Muitas pessoas já haviam comentado da história deste filme comigo, no entanto, ainda assim consegui me surpreender com “Confiar”, isso porque, a trama envolve muito mais do que só a garota inocente sendo abusada sexualmente por um estranho que conheceu pela internet. Até aí já é bem chocante, porém, o roteiro vai muito além. Este é apenas o início de uma trama bem elaborada, complexa, que envolve investigações do FBI, o choque inicial dos pais e a relação que estes tem com o acontecimento. Mas o que mais surpreende no desenvolvimento da história é a personagem Annie, que não aceita ter sido uma vítima, acredita que o ocorrido foi um gesto de amor. É este o detalhe que vai dando um novo rumo para o filme, o tornando mais complicado e também mais interessante e são esses conflitos imprevisíveis que fazem de “Confiar” um projeto tão ousado, tão arriscado, vai além do didatismo, da denúncia, consegue construir personagens complexos, com atitudes tão humanas, tão irracionais, que nos choca, nos perturba, e com seu realismo, nos sentimos angustiados, de certa forma, desacreditados na humanidade.

Acredito que “Confiar” seja um filme obrigatório. Mais do que uma obra para cinéfilos, a questão aqui é muito mais social do que artística. Há muito o que se analisar e este é o grande mérito do roteiro. Soube explorar muito bem a ideia, se aprofunda de forma densa a cada possibilidade, o tornando uma obra surpreendente e impactante. Por outro lado, David Schwimmer nos entrega um filme bastante convencional, cinematograficamente falando, não há nenhuma ousadia em sua direção, apesar de admirar sua sutiliza em relatar o drama da protagonista. É fato, também, sua boa condução dos atores. Clive Owen dá um belo show de interpretação e seu diálogo final é sincero e emocionante e Catherine Keener, como sempre, uma ótima coadjuvante. Destaque para a novata, vencedora do prêmio de Melhor Atriz no Festival de Chicago, Liane Liberato, que surpreende, se entrega com força a esta difícil personagem. No elenco, ainda, temos os bons Jason Clarke, Viola Davis e Noah Emmerich.
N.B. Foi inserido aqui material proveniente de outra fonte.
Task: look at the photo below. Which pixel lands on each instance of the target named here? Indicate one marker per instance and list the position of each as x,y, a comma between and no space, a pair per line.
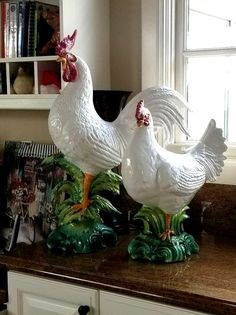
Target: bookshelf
91,19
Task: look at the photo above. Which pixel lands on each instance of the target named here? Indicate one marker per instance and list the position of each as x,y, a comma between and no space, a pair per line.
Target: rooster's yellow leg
88,178
168,232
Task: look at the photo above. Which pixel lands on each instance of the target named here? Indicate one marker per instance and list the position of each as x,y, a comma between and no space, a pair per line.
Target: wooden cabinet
91,19
31,295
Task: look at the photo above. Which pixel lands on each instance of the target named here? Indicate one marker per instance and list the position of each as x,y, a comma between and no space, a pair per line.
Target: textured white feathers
94,144
156,177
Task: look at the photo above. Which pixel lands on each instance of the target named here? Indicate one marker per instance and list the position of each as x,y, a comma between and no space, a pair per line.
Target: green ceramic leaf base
149,247
86,236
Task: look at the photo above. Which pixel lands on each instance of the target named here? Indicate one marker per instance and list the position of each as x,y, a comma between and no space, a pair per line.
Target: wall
125,44
23,125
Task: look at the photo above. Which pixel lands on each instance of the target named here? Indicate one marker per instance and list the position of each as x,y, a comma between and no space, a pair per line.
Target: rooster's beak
63,61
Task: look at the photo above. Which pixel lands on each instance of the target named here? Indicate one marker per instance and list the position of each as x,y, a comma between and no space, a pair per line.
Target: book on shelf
28,28
4,27
13,24
32,28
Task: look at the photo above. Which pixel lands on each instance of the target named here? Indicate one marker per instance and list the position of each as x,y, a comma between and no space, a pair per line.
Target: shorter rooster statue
165,182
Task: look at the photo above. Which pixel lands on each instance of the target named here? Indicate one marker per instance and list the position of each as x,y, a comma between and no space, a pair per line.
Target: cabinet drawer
116,304
35,295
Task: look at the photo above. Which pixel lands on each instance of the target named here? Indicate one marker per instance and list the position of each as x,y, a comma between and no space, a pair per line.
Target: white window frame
160,65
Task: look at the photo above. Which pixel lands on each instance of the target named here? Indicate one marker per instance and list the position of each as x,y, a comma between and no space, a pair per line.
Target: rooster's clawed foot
81,207
167,234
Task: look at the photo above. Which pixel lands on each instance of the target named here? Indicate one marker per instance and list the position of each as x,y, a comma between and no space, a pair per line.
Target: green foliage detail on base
148,245
76,231
84,237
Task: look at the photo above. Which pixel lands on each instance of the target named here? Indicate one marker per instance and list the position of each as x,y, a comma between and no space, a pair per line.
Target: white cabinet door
30,295
116,304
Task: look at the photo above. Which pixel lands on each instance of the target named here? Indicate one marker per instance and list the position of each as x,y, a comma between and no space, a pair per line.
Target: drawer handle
83,310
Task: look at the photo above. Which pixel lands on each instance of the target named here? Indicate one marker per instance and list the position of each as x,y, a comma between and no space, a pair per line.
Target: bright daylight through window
209,64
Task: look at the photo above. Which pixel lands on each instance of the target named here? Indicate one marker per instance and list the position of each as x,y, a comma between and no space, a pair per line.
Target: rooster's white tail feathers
209,151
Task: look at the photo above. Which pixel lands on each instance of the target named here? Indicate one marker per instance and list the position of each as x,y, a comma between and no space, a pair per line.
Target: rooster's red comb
138,109
66,44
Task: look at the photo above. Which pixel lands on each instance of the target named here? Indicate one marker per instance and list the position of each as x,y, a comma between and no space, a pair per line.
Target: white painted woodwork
30,295
91,19
117,304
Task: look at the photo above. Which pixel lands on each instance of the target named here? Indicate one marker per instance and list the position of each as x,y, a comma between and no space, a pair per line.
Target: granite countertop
205,282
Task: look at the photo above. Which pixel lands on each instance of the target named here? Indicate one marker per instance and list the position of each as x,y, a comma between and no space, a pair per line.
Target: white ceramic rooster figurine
91,143
159,178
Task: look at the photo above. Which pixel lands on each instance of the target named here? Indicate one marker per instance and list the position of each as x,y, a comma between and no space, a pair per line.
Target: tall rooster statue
165,182
89,142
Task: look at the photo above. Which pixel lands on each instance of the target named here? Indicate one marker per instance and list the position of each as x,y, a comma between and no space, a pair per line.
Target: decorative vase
109,103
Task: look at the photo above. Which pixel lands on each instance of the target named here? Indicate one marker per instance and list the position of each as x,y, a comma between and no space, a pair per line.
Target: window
206,40
190,45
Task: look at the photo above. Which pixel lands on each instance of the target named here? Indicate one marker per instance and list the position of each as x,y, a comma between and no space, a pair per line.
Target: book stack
26,28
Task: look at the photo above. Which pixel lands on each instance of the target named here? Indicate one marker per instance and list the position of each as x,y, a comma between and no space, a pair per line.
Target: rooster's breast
86,140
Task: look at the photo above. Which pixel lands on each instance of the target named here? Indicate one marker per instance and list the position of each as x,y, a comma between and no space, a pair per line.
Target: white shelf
91,19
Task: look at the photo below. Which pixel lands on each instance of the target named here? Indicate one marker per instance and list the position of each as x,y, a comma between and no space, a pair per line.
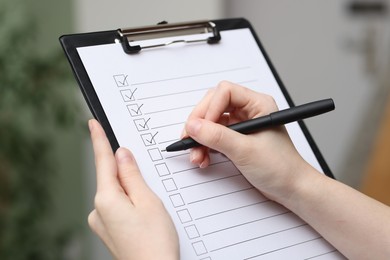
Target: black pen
274,119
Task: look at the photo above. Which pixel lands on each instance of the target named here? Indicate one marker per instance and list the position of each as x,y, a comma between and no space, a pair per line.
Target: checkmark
149,139
124,82
134,109
138,109
142,124
128,95
152,140
121,80
145,124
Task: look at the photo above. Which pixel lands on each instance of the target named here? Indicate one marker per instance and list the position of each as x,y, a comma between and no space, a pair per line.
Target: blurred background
334,48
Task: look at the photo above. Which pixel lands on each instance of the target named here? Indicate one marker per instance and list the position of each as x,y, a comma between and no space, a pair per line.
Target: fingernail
183,134
123,155
193,126
90,125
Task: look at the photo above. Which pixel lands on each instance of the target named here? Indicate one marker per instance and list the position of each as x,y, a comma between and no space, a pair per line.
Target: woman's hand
268,159
129,218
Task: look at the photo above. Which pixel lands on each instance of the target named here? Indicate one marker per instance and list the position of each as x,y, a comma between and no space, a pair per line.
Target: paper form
218,215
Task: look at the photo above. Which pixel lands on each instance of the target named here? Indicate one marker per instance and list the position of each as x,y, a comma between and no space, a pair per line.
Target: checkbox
200,248
142,124
155,154
128,95
149,139
135,109
192,232
121,80
169,184
162,169
184,216
177,200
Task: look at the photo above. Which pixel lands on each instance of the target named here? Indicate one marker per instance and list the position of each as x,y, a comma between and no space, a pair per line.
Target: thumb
130,177
216,136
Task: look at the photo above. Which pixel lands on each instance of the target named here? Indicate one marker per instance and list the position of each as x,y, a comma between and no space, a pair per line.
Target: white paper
218,214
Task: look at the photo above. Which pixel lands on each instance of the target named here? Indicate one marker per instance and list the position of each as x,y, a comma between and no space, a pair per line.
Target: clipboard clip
164,29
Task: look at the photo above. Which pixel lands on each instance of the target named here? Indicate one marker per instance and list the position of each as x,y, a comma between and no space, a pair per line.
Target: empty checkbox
177,200
155,154
162,169
199,247
169,185
192,232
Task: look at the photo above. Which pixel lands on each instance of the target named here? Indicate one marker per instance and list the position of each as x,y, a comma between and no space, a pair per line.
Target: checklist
218,214
121,80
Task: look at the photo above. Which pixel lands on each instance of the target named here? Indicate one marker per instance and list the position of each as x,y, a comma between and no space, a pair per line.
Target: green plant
34,103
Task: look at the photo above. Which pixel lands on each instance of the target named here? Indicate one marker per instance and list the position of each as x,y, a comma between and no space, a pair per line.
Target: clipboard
120,54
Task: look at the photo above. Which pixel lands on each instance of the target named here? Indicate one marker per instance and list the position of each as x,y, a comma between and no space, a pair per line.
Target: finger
97,226
200,156
200,109
106,170
230,97
217,137
130,176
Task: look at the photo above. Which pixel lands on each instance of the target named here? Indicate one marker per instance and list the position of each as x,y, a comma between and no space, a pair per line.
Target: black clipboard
70,43
195,242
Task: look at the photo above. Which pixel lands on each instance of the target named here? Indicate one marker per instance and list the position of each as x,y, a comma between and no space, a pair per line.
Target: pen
274,119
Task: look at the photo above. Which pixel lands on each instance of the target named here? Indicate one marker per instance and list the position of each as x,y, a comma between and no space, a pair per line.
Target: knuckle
217,137
92,221
103,201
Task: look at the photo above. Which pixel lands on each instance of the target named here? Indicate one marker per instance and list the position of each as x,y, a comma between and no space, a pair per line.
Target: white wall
321,51
94,15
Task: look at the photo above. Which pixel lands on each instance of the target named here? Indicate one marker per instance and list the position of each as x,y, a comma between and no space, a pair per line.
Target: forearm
358,226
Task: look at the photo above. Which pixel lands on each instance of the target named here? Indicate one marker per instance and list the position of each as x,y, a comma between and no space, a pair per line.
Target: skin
128,215
358,226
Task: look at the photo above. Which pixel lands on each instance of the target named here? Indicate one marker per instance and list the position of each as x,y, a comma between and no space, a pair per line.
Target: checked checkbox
149,139
142,124
135,109
128,95
121,80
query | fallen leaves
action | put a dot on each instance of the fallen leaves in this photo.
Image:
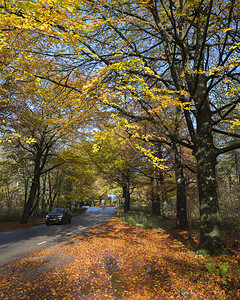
(118, 261)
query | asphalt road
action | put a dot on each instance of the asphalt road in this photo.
(16, 243)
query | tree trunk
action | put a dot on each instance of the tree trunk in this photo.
(181, 221)
(33, 190)
(29, 204)
(126, 196)
(205, 152)
(155, 198)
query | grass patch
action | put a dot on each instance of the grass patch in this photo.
(146, 221)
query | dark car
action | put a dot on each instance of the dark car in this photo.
(58, 216)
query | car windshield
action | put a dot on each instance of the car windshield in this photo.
(58, 210)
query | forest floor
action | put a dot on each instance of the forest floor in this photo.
(120, 261)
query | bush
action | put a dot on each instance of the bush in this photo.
(146, 221)
(10, 216)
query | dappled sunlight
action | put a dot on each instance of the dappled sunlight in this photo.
(119, 261)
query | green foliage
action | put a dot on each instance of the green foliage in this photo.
(220, 269)
(146, 221)
(10, 216)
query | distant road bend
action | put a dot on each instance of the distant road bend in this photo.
(16, 243)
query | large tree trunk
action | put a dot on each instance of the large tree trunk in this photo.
(126, 196)
(30, 202)
(33, 190)
(205, 152)
(181, 221)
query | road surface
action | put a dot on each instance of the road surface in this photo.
(16, 243)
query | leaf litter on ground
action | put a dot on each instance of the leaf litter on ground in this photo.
(120, 261)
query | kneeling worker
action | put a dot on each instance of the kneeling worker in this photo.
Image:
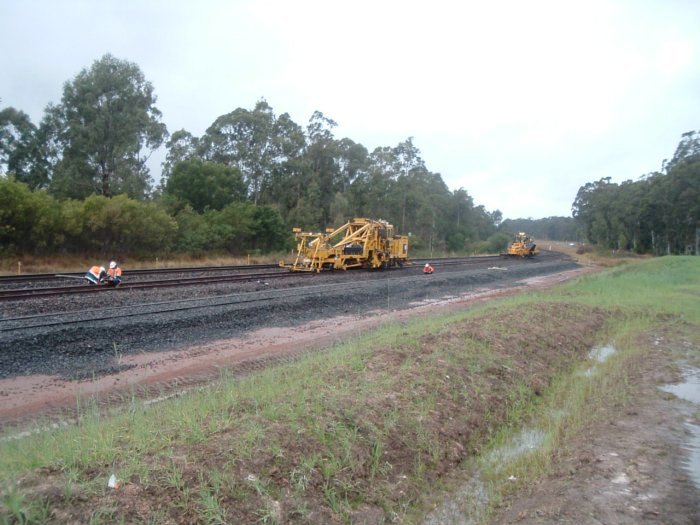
(114, 274)
(96, 275)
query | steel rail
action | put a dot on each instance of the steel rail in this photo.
(27, 293)
(145, 271)
(209, 302)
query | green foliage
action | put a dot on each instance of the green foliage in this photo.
(30, 222)
(238, 188)
(659, 213)
(205, 185)
(106, 125)
(119, 226)
(549, 228)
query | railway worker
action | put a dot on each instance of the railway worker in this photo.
(96, 274)
(114, 274)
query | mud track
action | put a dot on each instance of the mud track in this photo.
(151, 343)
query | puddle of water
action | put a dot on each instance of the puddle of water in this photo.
(692, 463)
(464, 507)
(527, 441)
(467, 505)
(689, 388)
(601, 353)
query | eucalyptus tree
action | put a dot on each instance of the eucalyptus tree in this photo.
(205, 185)
(181, 145)
(106, 127)
(321, 156)
(244, 139)
(18, 147)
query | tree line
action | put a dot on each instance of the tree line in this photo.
(659, 213)
(78, 182)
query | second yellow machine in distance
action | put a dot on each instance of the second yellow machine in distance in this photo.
(359, 243)
(522, 246)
Muitos criticam seu final ou a as atitudes tolas da protagonista. Discordo. A maneira como constroem a personagem é bastante verossímil. Claro que tudo poderia ter sido diferente, de certa forma, ela também cometeu seus erros, mas quem somos nós para julgá-la? Por mais absurdas que sejam suas atitudes, agiu condizente com aquilo que ela acreditava, errada ou não, seguiu sua verdade.  E quanto ao final, simplesmente belíssimo, deixou um vazio no peito. Não poderia ter terminado de forma melhor, seu silêncio incomoda, nos faz sentir o vazio que tudo aquilo deixou em Annie, seu trauma, sua vida que nunca mais será mesma. E assim, com sua sutileza, consegue chocar, pois nos faz refletir, pensar em nossa atual sociedade, pensar nos monstros que vivem a solta, pensar em quantos casos parecidos com este filme existiram. Emocionante, intenso, “Confiar” é acima de qualquer função social, um ótimo drama. Recomendo.